Jereissati representa um setor do país que entende as relações do Brasil na região pela lógica da Alca — ou seja, aquela visão de que a sociedade para ser "moderna" deve acumular capital em excesso numa margem e exclusão social em outra. Uma construção ideológica empreendida basicamente pelo modelo de aliança da elite brasileira com o tio rico do norte. O riscos para os norte-americanos é o Brasil criar por aqui um bloco parecido com a China, que está inventando seu próprio modelo de desenvolvimento, seu próprio estilo de fazer a roda da economia girar. E o setor energético é o ponto central nessa questão. O sempre atual diagnóstico de Lênin no Capítulo X da obra Imperialismo - Fase Superior do Capitalismo, intitulado O Lugar do Imperialismo na História, diz que o imperialismo é, pela sua essência econômica, o capitalismo monopolista — do qual o setor energético é estratégico.

Esse diagnóstico pode ser aplicado inteiramente à atual situação da América Latina. Além de outras características, Lênin afirmou que os monopólios agudizam a luta pela conquista das mais importantes fontes de matérias-primas. "A posse monopolista das fontes mais importantes de matérias-primas aumentou enormemente o poderio do grande capital e agudizou as contradições entre a indústria cartelizada e a não cartelizada", escreveu ele. "Aos numerosos 'velhos' motivos da política colonial, o capital financeiro acrescentou a luta pelas fontes de matérias-primas, pela exportação de capitais, pelas 'esferas de influência', isto é, as esferas de transações lucrativas, de concessões, de lucros monopolistas, etc., e, finalmente, pelo território econômico em geral", acrescentou.


Vigilância política e militar


O panorama da América Latina está claramente demarcado. De um lado, as forças políticas que aceitam de bom grado trilhar o caminho de Washington conduziram a região para uma sucessão de crises, configurando uma estrondosa catástrofe política, moral e econômica. Na década de 90, essa situação marcou o território latino-americano desde Tijuana até a Terra do fogo. De outro lado, as forças políticas que se opõem a esse quadro outrora hegemônico têm crescido do final da década de 90 para cá. A economia cubana avança e melhora os indicadores de bem-estar do povo. E a Venezuela, a Argentina e a Bolívia optaram por um caminho indiscutivelmente antiliberal. O eixo progressista latino-americano está mais forte, mais alinhado, mais balanceado e gira mais sincronizado.
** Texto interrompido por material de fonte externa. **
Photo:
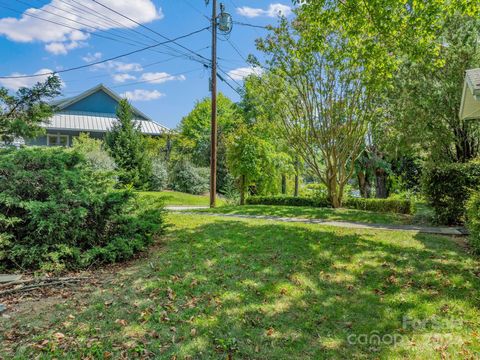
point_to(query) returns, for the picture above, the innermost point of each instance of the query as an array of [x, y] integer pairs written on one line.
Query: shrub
[[398, 206], [377, 205], [57, 213], [185, 177], [447, 188], [473, 221], [159, 177], [288, 201], [95, 154]]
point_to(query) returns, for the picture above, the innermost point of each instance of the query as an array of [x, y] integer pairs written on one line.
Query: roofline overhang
[[110, 92]]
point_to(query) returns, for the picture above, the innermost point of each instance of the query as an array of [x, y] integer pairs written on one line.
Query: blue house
[[93, 112]]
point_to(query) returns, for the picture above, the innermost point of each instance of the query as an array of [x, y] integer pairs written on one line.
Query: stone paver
[[5, 278], [186, 207], [343, 224]]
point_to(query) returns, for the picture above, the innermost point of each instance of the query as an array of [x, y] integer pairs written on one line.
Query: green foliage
[[22, 113], [396, 206], [95, 154], [473, 221], [194, 138], [289, 201], [424, 101], [377, 205], [127, 146], [57, 213], [184, 177], [447, 188], [159, 178]]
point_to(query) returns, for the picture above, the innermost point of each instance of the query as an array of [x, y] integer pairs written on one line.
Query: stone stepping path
[[343, 224]]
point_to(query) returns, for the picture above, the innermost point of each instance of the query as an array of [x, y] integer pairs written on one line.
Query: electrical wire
[[108, 59]]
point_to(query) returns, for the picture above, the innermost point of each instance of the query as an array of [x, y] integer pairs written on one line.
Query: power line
[[150, 29], [78, 22], [104, 25], [146, 81], [251, 25], [57, 23], [143, 67], [107, 20], [166, 76], [105, 60]]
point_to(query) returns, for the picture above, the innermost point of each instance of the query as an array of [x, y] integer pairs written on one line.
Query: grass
[[178, 198], [316, 213], [254, 289]]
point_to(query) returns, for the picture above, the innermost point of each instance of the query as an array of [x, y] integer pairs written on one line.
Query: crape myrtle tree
[[22, 113], [326, 105], [127, 146]]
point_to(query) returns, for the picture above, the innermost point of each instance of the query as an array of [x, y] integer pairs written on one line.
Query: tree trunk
[[334, 194], [381, 191], [296, 179], [364, 185], [242, 190]]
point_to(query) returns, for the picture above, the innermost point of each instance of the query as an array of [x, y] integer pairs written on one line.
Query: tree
[[425, 101], [127, 146], [194, 134], [21, 114], [325, 102], [253, 159]]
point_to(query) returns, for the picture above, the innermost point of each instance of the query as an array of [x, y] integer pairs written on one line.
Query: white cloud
[[62, 48], [92, 57], [242, 72], [123, 77], [30, 29], [119, 66], [273, 10], [15, 84], [142, 95], [161, 77]]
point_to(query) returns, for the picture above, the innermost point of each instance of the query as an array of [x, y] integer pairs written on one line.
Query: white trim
[[58, 136]]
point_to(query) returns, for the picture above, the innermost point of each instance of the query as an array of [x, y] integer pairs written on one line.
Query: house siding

Ocorreu, também, o recrudescimento da vigilância política e militar do imperialismo sobre a região. No relatório do Departamento de Estado dos Estados Unidos que atribui a designação de Organizações Terroristas Internacionais (OTI's), constam pelo menos quatro latino-americanas. O presidente George W. Bush tem se reunido sistematicamente com líderes liberais da América Latina e emitido sinais de preocupação. Daí a onfensiva pela implantação da Alca — uma espécie de apólice de seguro contra tendências patrióticas. O Brasil é a casa de força do sub-continente. Por isso, a direita tenta neutralizar a influência brasileira na América do Sul. O cenário político na região, enfim, está permeado por vozes e interesses em conflito. A imagem de Lula subindo a rampa do Palácio do Planalto novamente, anima. Mas não basta. A luta patriótica na América Latina exigirá muito mais integração e mobilização popular.